Today, we commemorate the 47th anniversary of Griswold v. Connecticut, the monumental 1965 Supreme Court case that recognized Americans' right to use birth control. The Griswold decision recognized a key aspect of the right to privacy: that individuals should be free from political interference regarding decisions as fundamental as whether to start a family.
Imagine life before Griswold, when married couples could be arrested for using birth control. Women relied on unsafe and ineffective methods like "Lysol douche" because it was illegal for companies to sell women contraceptives. Doctors faced criminal charges for receiving shipments of diaphragms from overseas countries. Clinical trials for the birth-control pill had to be conducted outside the country because laws in many states made it illegal to conduct studies for FDA approval on the medication. States like Massachusetts and Connecticut even banned the dissemination of information about contraception.
Now, despite the fact that it's 2012, some anti-contraception forces are intent on taking us back to the early 1960s. Since the 2010 elections, which put many right-wing extremists into office nationwide, politicians have launched an all-out war against birth control. At the federal level, they tried to defund Planned Parenthood and cancel the Title X program, the only federal program exclusively dedicated to family planning. In addition to repeated efforts to dismantle the Affordable Care Act, anti-contraception senators backed an amendment that would have allowed any employer to deny contraceptive coverage to his employees for virtually any reason. And at the state level, last year states considered more than 20 bills trying to defund local family-planning providers.

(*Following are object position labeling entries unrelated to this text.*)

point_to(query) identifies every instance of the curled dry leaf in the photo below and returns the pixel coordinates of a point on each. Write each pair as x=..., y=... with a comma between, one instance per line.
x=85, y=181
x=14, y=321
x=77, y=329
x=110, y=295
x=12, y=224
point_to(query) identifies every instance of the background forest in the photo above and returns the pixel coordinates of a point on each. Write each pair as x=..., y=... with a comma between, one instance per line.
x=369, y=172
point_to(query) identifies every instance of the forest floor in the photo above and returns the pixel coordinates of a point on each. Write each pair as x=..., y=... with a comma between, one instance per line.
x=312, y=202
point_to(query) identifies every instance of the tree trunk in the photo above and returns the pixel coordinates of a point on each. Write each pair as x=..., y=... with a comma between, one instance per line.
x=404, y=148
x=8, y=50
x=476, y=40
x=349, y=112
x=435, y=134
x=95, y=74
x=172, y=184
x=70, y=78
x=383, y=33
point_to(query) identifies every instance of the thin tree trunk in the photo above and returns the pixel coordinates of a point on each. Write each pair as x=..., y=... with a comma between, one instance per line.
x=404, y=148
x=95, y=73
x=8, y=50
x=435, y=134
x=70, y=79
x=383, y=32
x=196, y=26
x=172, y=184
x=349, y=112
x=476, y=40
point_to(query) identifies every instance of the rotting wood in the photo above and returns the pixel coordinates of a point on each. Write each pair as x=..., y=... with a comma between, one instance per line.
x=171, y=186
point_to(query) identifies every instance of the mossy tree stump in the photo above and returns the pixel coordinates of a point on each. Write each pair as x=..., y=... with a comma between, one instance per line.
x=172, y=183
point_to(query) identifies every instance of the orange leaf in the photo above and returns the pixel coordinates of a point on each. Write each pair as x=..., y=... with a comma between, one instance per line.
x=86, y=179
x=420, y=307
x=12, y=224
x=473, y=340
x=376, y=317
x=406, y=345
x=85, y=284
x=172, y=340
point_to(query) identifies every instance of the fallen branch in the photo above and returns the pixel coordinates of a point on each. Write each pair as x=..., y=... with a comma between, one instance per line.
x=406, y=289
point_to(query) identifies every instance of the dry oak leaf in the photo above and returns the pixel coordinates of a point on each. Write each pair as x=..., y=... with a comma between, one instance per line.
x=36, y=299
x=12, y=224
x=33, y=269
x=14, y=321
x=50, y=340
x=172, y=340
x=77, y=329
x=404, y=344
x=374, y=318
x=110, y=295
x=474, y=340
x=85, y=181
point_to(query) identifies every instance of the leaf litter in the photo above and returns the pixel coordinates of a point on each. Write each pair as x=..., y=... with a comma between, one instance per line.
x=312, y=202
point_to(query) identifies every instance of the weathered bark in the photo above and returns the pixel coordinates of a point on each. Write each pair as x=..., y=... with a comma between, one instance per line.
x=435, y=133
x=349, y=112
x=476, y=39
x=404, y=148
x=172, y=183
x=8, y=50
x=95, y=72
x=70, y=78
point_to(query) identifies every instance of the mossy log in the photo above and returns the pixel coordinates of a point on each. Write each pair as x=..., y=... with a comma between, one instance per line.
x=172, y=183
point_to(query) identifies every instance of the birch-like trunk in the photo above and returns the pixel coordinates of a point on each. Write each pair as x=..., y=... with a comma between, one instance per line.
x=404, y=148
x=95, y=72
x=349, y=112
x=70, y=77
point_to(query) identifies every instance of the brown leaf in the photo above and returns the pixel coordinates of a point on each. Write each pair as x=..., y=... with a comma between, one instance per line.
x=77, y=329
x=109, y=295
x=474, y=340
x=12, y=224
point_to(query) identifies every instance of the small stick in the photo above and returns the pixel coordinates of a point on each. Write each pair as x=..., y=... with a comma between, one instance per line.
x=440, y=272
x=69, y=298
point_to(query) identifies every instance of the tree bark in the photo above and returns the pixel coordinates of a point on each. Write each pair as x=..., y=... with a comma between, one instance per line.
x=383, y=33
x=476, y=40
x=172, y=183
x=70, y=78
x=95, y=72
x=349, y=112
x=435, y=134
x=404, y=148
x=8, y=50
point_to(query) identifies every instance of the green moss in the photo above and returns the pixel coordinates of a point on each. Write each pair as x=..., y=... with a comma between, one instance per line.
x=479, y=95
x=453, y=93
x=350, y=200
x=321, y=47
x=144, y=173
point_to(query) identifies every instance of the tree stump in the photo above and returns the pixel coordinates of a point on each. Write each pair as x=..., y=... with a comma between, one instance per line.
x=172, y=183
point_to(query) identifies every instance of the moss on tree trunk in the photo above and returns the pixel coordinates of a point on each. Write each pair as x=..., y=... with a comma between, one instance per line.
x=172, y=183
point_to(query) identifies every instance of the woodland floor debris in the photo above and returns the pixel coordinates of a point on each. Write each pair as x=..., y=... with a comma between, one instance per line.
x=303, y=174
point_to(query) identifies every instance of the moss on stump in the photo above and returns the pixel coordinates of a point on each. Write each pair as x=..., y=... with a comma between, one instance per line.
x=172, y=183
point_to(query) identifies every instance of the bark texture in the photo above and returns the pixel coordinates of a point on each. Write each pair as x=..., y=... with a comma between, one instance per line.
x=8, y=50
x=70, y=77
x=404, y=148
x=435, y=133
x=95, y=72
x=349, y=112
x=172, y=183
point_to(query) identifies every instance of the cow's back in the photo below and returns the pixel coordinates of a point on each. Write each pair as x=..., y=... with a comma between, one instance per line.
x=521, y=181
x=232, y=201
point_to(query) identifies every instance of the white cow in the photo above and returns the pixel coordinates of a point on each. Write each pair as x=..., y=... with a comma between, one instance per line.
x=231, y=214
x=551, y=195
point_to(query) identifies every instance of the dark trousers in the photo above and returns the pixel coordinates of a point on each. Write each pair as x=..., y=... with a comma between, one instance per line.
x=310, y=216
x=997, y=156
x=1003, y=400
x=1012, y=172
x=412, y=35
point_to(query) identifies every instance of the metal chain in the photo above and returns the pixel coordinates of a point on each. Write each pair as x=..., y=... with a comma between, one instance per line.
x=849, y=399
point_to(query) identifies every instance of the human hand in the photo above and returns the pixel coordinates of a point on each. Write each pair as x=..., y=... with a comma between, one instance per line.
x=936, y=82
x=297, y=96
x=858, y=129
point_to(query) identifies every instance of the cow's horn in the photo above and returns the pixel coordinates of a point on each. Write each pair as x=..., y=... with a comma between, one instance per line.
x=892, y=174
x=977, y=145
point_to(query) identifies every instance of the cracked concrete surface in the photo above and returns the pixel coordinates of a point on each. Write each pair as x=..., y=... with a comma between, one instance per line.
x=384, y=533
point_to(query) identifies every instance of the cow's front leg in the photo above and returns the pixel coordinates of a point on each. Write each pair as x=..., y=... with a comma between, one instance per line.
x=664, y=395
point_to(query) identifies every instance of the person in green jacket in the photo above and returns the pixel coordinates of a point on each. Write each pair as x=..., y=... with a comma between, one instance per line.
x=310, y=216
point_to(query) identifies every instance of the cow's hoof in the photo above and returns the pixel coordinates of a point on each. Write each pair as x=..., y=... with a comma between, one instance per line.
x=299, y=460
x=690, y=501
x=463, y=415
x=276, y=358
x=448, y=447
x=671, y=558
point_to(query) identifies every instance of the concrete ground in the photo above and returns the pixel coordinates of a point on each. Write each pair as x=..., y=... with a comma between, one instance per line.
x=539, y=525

Looking forward, threats to contraception continue to loom. No less than 24 lawsuits filed in opposition to the new contraceptive-coverage policy are pending in the courts. New groups - like Conscience Cause - have been formed to counter advances in access to birth control. And just this month, opponents of contraception have planned large-scale visibility events around the country dedicated to turning back the clock on women's reproductive health.
If these advocates had their way, they would take us back to a time that looks remarkably like the early 1960s, before Griswold. Health plans would no longer cover birth control because they could opt out for any reason. Employers could deny contraceptive coverage to their employees. And pharmacists could refuse to dispense prescription birth control.
Who would have thought that in the 21st century birth-control pills would be more controversial than they were in the time of "Mad Men?" To turn back the clock on women's access to birth control - one of the greatest public-health advancements in the past century - would be a huge setback for women.